A introdução do filme é uma das mais interessantes de toda a lista até agora: ela tem uma atmosfera serena, lenta, e que vai se construindo devagar, bem devagar. Se não estou errado, é a primeira vez que a Disney experimentou com créditos iniciais sem música.
É interessante porque deixa você com a cabeça despreparada, você relaxa a guarda, sem esperar mais música... E então... MÚSICA!
Uma raposa com um filhote aparece, fugindo dos latidos de um cachorro.
Essa segunda parte ajuda a pintar o quadro que boa parte do filme passa: a ideia da caça, e se isso é bom ou ruim.

Depois que todos os personagens são propriamente introduzidos, no entanto, o filme passa por um momento que, é aquela, ou você ama ou odeia...

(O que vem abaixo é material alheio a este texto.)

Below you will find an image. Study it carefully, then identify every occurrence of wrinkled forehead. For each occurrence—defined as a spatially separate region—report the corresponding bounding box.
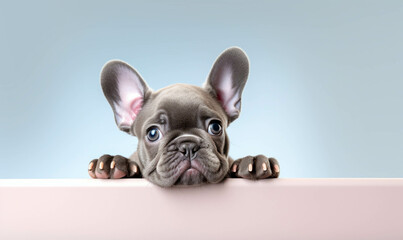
[147,84,226,130]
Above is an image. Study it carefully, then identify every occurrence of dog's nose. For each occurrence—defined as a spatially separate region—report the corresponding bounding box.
[178,142,199,160]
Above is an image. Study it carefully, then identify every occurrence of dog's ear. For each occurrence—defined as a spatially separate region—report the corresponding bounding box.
[101,60,151,135]
[204,47,249,123]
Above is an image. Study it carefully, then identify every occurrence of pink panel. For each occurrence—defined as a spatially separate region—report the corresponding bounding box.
[1,178,403,240]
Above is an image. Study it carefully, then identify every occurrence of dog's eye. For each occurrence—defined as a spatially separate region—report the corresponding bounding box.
[147,127,161,142]
[208,121,222,135]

Sem dizer muito (até porque, sério, tá difícil arranjar palavras pra falar dele aqui), depois que os animais (ou, no caso, os cachorros e a raposa) começam a falar, todo aquele tom da introdução praticamente desaparece. Até parece que estamos vendo outro filme, completamente diferente. O tom fica incrivelmente mais leve, e a mensagem de caça praticamente some do mapa. Além disso, muitas dessas cenas de conversas entre os animais ou são embaraçosas, ou são tediosas...

Quando eles não falam, e temos apenas os humanos conversando, ou agindo entre si, e coisas do gênero, aí a coisa muda de figura, e fica interessante de novo. Sei que é meio estúpido dizer isso de um filme Disney, mas essa foi minha impressão. No caso desse filme, eu preferia ver a raposa agindo como raposa e os cães agindo como cães...

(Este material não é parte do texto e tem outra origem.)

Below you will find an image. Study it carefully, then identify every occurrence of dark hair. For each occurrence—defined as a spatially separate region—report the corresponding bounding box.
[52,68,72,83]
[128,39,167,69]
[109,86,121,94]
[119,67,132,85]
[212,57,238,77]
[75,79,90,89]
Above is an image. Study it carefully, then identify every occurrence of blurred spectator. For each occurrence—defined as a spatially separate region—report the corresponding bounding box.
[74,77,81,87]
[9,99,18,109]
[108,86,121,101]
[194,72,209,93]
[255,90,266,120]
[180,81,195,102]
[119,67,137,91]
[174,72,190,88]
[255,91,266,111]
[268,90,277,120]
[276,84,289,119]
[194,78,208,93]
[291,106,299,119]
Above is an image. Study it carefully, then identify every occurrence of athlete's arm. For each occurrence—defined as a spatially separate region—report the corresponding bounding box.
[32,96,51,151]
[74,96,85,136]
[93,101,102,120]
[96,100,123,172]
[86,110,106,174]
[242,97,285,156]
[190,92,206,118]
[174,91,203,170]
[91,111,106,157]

Na verdade, o ponto alto do filme é justamente nas cenas mais "reais", se me permite o termo. Por exemplo, as cenas de perseguição, que são ótimas. Não me pergunte o que é de bom nelas, porque não sei dizer.

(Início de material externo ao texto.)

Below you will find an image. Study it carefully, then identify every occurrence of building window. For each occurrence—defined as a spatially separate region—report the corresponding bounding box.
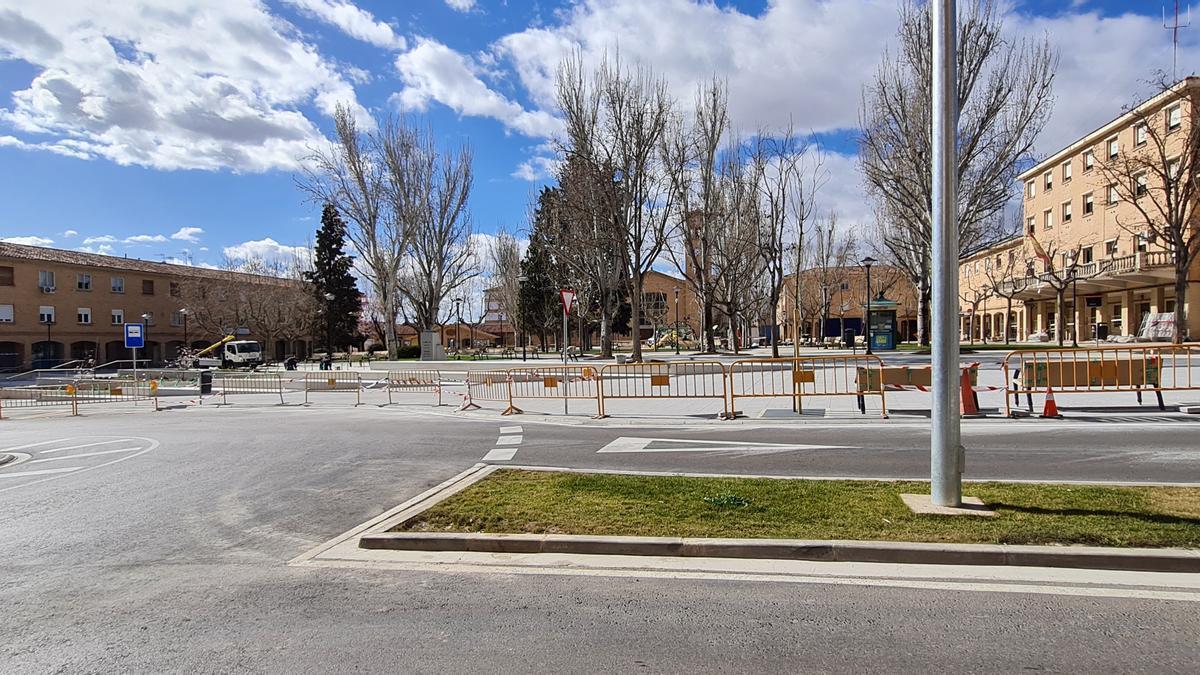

O enredo do filme é mais ou menos da forma que eu estou deixando parecer: cheio de altos e baixos. A boa notícia? Os altos são bem bacanas, e compensam o filme. A má notícia? Tem muitos baixos, são mais frequentes, e se você não tiver paciência, o filme perde a graça muito, muito rápido...

Não vou dizer que esse filme é tão ruim como "A Espada era a Lei", mas que tem muitas cenas muito lentas, isso tem.
Talvez eu estivesse esperando demais do filme, ou algo assim. Não sei...

Por causa disso, aqui estou para dizer: assista, e tire suas próprias conclusões. Talvez você consiga um pensamento mais organizado do que o meu.

A propósito, me prometeram que o próximo da lista terá um caldeirão, e ele será mágico.